O novo economista-chefe da Organização para a Cooperação e Desenvolvimento Econômico (OCDE), Stefano Scarpetta, afirmou que subsídios amplos devem ser retirados rapidamente, pois representam um custo fiscal elevado e pouco sustentável.
De acordo com o Financial Times, Scarpetta lembrou que a experiência europeia de 2022, após o início do conflito na Ucrânia, demonstrou que políticas desse tipo alimentam a inflação e reduzem incentivos para a transição energética.
A Comissão Europeia também alertou os Estados-membros para evitar gastos excessivos em medidas de proteção contra os preços elevados de petróleo e gás, sob risco de provocar desequilíbrios fiscais no bloco. O alerta ocorre em meio à persistente volatilidade no mercado de energia.
A OCDE projeta que o conflito no Oriente Médio continuará pressionando a inflação e afetando o crescimento global nos próximos meses, mesmo com a possibilidade de normalização parcial das exportações pelo estreito de Ormuz após o acordo de cessar-fogo entre EUA e Irã. A incerteza permanece elevada, segundo Scarpetta.
Apesar das tensões, a organização mantém a previsão de que a inflação média das economias do G20 ficará em torno de 4% em 2026, evitando por ora um cenário mais adverso. A estimativa é superior à projeção de dezembro, que apontava 2,8% para este ano.

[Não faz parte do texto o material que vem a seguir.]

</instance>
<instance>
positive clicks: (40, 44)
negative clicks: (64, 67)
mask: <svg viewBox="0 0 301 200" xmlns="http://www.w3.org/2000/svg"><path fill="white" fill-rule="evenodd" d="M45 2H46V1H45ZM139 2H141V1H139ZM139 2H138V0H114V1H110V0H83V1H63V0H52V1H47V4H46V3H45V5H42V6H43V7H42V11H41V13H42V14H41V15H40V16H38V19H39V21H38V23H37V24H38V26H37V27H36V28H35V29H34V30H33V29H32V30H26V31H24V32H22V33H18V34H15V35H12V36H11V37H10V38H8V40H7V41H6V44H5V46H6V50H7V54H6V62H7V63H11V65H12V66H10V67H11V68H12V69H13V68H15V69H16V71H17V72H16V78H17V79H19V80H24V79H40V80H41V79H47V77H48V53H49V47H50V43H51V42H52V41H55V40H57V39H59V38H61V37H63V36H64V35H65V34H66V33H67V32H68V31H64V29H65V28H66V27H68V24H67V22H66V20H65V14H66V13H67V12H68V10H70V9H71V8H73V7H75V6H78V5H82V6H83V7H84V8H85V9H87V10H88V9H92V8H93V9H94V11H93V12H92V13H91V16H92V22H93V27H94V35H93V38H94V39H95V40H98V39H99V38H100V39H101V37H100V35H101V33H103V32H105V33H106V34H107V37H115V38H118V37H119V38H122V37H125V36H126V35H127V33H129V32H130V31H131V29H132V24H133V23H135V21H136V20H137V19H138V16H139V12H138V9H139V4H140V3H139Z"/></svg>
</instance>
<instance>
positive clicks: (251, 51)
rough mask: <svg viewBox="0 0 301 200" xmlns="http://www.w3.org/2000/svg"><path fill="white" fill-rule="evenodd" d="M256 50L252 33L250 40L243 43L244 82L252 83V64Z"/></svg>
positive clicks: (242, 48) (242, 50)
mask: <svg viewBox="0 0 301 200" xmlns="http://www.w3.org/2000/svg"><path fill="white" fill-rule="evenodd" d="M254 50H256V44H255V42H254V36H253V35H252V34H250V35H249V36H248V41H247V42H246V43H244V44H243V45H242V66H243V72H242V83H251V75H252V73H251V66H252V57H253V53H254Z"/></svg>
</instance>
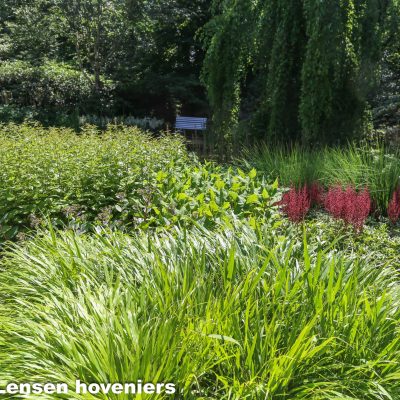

Segundo a mídia britânica, Scarpetta também destacou que preços elevados de energia e interrupções no comércio podem atrasar a adoção de ferramentas de inteligência artificial (IA), um dos fatores que vinham impulsionando as revisões positivas de crescimento global antes da escalada do conflito.
Diante desse quadro, ele defendeu que os governos adotem medidas de apoio energético com prazo definido e focadas em famílias de baixa renda e empresas intensivas em energia. O apoio às empresas, porém, deve ser calibrado para evitar a manutenção artificial de companhias inviáveis, como ocorreu durante a pandemia.
O economista-chefe afirmou ainda que mecanismos para impedir lucros excessivos durante a crise — como ferramentas de monitoramento de preços — são essenciais para garantir que o alívio chegue aos consumidores.